From ese@msstate.edu Tue Nov  1 18:38:43 1994
Return-Path: <ese@msstate.edu>
Received: from Archive.MsState.Edu by utafll.uta.edu (4.1/25-eef)
	id AA03340; Tue, 1 Nov 94 18:38:37 CST
Received: from  (localhost [127.0.0.1]);
           by Archive.MsState.Edu using SMTP (8.6.8.1/7.0m-FWP-MsState);
           id QAA18111; Tue, 1 Nov 1994 16:36:53 -0600
Date: Tue, 1 Nov 1994 16:36:53 -0600
Message-Id: <01HIZ14OUHFM9OWYK6@zodiac.rutgers.edu>
Errors-To: pls1@ra.msstate.edu
Reply-To: ese@msstate.edu
Originator: ese@msstate.edu
Sender: ese@msstate.edu
Precedence: bulk
From: Susan Hockey <HOCKEY@zodiac.rutgers.edu>
To: Multiple recipients of list <ese@msstate.edu>
Subject: Developing access to electronic texts - summary of ADE presentation
X-Listprocessor-Version: 6.0c -- ListProcessor by Anastasios Kotsikonas
X-Comment: Electronic Scholarly Editions
Status: R

At Peter's request, I am posting a summary of the remarks I made
in the session `Scholarly Editions in the Digital Age' at the
Association for Documentary Editing meeting last week. 
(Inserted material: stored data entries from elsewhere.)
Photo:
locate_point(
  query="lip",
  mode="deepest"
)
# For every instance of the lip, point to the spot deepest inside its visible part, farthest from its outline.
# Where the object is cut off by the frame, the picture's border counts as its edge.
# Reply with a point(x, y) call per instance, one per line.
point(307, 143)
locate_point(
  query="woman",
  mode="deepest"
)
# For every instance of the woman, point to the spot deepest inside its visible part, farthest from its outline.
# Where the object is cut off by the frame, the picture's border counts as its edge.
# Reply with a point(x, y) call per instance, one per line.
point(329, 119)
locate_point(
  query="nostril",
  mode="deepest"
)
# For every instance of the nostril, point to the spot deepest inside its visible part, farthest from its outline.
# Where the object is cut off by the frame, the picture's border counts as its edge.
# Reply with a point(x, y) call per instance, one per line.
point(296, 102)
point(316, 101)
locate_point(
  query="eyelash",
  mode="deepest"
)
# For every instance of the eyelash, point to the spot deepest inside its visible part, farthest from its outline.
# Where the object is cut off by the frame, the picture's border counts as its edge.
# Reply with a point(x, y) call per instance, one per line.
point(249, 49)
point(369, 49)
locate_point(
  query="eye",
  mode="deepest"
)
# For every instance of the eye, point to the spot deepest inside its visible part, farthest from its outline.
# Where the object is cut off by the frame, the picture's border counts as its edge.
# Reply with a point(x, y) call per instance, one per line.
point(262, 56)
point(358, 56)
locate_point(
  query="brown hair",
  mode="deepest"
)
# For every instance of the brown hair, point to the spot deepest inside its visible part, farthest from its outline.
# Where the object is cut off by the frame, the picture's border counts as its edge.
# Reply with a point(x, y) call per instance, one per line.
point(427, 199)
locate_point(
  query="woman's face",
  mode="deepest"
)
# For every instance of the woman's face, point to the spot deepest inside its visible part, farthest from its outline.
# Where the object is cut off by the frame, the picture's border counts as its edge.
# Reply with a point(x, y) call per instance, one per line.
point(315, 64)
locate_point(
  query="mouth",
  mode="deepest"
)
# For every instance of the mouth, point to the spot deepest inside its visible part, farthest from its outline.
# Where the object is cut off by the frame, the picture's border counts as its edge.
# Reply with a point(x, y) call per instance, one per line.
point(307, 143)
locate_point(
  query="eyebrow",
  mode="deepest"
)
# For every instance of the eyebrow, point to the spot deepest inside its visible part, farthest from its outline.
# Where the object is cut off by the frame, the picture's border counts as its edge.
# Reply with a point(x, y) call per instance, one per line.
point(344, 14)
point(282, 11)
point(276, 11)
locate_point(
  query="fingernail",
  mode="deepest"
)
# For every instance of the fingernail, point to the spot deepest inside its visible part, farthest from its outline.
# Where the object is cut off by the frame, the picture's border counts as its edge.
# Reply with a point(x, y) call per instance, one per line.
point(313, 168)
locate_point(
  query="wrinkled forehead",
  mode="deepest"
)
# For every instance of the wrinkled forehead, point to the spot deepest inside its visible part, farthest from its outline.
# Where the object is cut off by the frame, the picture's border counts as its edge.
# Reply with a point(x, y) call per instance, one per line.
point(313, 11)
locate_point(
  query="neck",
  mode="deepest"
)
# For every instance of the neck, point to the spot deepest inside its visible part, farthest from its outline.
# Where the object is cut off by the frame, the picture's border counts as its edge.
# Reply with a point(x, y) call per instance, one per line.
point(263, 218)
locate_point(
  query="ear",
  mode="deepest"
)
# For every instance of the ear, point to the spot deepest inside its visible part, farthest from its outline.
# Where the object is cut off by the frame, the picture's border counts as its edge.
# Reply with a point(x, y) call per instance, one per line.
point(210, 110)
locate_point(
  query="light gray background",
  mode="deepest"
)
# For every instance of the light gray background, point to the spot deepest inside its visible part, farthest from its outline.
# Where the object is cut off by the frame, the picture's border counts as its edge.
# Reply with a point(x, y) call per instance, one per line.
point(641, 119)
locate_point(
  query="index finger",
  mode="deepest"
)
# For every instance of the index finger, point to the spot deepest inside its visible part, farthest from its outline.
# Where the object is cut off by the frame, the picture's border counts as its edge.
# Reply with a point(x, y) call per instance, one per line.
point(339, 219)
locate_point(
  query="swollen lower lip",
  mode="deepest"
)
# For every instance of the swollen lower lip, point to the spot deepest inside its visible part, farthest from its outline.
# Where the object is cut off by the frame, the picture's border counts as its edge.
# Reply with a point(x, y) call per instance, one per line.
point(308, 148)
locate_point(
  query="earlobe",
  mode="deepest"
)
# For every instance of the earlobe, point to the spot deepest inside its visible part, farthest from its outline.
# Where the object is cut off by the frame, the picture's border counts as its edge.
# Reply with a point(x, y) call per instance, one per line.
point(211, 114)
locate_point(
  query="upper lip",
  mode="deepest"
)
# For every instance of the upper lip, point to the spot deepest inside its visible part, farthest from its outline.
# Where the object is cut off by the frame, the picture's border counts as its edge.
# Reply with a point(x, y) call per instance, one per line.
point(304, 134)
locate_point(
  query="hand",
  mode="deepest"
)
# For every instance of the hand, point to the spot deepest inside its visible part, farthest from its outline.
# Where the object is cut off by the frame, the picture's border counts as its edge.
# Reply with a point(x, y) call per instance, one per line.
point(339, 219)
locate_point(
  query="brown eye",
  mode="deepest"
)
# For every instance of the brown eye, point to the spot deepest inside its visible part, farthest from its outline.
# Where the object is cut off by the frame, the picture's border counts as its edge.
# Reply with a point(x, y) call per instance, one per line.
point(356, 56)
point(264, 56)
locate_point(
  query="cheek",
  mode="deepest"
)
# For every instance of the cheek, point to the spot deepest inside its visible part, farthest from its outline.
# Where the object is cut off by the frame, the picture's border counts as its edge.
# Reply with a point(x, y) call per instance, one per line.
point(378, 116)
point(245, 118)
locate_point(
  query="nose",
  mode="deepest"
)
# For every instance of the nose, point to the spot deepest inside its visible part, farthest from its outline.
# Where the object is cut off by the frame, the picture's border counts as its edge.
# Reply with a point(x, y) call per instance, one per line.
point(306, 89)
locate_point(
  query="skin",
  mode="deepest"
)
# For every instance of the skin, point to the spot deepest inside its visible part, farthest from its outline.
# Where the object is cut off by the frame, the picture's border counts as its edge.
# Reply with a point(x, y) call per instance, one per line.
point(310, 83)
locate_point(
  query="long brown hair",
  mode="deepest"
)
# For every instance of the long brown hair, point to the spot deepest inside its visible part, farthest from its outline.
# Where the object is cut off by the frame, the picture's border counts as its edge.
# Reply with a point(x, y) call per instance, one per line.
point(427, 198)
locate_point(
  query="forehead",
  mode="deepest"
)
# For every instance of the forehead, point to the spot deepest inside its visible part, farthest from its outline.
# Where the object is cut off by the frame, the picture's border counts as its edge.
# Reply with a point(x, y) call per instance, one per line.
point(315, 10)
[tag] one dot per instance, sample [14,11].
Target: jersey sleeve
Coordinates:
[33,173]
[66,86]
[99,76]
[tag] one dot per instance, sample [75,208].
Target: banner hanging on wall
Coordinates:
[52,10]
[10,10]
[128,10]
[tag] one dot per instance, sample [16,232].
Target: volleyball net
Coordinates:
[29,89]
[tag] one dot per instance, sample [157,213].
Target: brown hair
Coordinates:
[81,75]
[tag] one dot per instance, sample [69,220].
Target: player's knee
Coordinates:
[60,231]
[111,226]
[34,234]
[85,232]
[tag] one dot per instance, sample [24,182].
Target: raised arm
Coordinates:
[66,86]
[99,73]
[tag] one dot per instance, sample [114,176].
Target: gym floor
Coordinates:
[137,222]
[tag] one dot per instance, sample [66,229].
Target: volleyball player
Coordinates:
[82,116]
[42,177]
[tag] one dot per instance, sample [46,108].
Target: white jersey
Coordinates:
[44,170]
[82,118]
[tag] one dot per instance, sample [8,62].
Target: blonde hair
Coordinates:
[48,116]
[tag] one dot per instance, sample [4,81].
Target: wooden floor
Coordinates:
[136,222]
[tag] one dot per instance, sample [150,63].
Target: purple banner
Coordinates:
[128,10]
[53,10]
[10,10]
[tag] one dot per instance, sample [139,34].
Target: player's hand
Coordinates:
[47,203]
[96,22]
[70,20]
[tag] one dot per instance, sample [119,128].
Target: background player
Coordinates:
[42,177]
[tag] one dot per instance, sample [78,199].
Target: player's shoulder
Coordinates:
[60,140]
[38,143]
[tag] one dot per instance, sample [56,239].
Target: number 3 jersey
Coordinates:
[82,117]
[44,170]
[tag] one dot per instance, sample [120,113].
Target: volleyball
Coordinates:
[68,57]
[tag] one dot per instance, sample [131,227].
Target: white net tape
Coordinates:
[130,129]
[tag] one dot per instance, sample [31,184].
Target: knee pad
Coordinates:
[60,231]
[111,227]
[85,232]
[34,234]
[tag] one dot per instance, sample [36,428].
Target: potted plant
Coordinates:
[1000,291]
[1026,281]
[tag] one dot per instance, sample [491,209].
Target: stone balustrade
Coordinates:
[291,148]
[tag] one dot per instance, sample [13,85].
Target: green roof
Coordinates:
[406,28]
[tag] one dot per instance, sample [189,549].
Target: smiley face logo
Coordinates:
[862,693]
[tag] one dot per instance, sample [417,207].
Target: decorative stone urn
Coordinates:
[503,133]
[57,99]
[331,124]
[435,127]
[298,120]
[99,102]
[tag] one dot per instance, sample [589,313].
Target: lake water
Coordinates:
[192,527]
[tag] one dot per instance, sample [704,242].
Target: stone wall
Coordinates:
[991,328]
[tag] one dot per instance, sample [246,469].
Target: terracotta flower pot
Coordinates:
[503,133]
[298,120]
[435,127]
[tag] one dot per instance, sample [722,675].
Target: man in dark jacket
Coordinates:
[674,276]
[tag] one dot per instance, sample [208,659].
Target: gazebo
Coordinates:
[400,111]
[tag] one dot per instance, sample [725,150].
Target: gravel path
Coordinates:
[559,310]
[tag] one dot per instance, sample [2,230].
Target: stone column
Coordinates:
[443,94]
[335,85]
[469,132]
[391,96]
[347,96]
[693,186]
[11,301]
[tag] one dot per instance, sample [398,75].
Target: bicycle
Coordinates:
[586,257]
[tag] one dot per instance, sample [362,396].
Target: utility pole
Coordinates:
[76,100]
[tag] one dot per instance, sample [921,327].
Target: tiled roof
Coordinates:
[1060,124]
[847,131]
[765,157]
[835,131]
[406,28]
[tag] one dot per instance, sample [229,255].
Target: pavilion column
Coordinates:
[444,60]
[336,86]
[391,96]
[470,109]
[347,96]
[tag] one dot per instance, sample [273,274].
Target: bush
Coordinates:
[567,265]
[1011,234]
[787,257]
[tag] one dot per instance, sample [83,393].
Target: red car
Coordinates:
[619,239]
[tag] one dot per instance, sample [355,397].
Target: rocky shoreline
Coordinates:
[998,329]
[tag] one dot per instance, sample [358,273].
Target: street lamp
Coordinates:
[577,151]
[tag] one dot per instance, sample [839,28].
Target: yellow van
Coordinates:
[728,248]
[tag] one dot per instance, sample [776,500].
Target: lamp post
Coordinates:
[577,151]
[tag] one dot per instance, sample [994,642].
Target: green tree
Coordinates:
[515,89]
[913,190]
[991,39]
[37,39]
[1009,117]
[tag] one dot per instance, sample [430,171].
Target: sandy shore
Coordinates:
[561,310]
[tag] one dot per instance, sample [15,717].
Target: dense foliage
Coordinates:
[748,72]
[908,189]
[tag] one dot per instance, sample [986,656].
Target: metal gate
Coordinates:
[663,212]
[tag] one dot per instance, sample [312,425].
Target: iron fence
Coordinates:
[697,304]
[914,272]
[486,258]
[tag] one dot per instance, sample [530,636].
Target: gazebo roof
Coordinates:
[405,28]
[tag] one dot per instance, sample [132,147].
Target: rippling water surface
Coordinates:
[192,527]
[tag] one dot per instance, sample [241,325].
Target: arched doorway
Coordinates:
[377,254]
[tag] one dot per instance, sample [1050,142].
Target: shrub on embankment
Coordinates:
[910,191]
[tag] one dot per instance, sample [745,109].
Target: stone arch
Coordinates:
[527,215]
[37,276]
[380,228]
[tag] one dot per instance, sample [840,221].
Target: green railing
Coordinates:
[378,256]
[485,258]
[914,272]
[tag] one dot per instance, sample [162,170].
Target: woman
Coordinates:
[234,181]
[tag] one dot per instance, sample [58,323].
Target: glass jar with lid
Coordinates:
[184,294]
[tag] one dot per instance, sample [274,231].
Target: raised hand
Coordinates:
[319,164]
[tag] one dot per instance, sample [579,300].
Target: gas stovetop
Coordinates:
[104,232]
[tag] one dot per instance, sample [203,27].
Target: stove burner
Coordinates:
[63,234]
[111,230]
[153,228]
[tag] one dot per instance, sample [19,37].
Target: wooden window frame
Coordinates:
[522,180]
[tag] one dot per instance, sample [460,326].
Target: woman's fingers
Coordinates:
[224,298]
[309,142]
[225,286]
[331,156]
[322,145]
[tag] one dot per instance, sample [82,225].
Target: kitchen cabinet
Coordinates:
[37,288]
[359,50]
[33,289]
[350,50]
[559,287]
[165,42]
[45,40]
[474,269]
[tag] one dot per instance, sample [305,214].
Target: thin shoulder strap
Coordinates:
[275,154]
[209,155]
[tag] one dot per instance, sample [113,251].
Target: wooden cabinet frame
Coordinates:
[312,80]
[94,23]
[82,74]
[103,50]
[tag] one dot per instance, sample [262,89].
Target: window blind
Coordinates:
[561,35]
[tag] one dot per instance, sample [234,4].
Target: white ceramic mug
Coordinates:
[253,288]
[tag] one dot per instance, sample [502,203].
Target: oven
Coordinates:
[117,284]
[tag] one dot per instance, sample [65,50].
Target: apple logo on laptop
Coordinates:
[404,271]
Comments are very welcome now. I will also base my presentation at
the MLA (Session 736 at 10.15 on Friday 30 December) on these remarks
and hope that this session will generate a good discussion. The other 
speakers are Charles Faulhaber and Michael Sperberg-McQuee.

Susan Hockey
Center for Electronic Texts in the Humanities
Rutgers and Princeton Universities
-----------------------------------------------------------------------------
Developing Access to Electronic Text

Summary of ADE Presentation for Documentary Editing

The electronic edition will consist of digital images, transcripts of text and
scholarly apparatus of various kinds. A usable scholarly resource must emerge
from this amorphous mass of material in such a way that the potential of the
electronic medium for new forms of publication and research is fully exploited
whilst still maintaining the integrity and authority of the traditional
printed edition. 

SGML is important for maintaining an archival form of the information and for
separating the data from the software. The Text Encoding Initiative's
implementation of SGML contains many features relevant for electronic
editions. Areas which are not well catered for within the current version 
of the TEI Guidelines can be added in the future within the same overall 
framework. Important aspects of the TEI are, firstly, the header which 
provides documentation of the electronic text and a link to the library 
catalog and,secondly, the tags for analytic and interpretive information 
which permit multiple and possibly conflicting interpretations associated 
with the same section of text. The encoding is incremental with new scholars 
adding encoding to the same text.

For the software, new users are often attracted by glitz, but it is the
functionality which is important. It takes longer to grasp the scope of the
functionality and new users often want to `make a CDROM'. CDROMs are perhaps
the medium of choice at present, since they fit in better with current
publishing and library procedures, but they are limited in size, their
lifespan is not known and they present a closed system since the user cannot
write to them. The information can only be used in pre-determined ways and the
variety of CDROMs available now presents substantial support problems for
libraries.

The future means of access to the electronic edition will be via the network,
but we need to look beyond the current generation of network navigation tools
(ftp, gopher, WAIS etc) which are too limited for this kind of data. The
Mosaic interface to the World Wide Web is very popular at present, but 
it is based on a simple SGML application which is oriented towards 
presentation rather than analysis, and it causes fragmentation of the data 
into many small documents. Mosaic is useful as a front-end to a more 
sophisticated retrieval and analysis system. At present there are no 
authentication procedures on the Internet and so users have no way of 
knowing what they have got and where it came from. Maintenance is also
dependent on volunteers who are often more enthusiastic about new material
than keeping the old accessible.

The network-based system of the future needs to satisfy many, possibly
conflicting, scholarly concerns, but must also be manageable for maintenance
purposes. The access software must provide a wide range of options from
general purpose easy-to-use facilities to detailed and specific requirements.
The specification for this software must be based on research on what scholars
want to do. Retrieval and concordance functions are reasonably well-
understood. TACT and OCP, two of the most widely-used humanities computing
programs which were developed within the humanities computing communities, are
examples which include very flexible searching allowing for different
alphabets, punctuation, searches by frequency etc. However retrieval programs
in use today employ low-level string searching with Boolean logic, a technology
which has not progressed since the 1960's. We need to separate homographs, and
include lemmatization, and morphological and syntactic analysis. One approach
to developing more sophisticated retrieval is to create electronic linguistic
resources such as a lexical database from which a retrieval program will
derive more information about the word or concept which the user is searching
for. The database will contain lemma, morphological analysis, common
collocates to indicate the semantic field and can be treated as a dynamic
object which is being constantly updated.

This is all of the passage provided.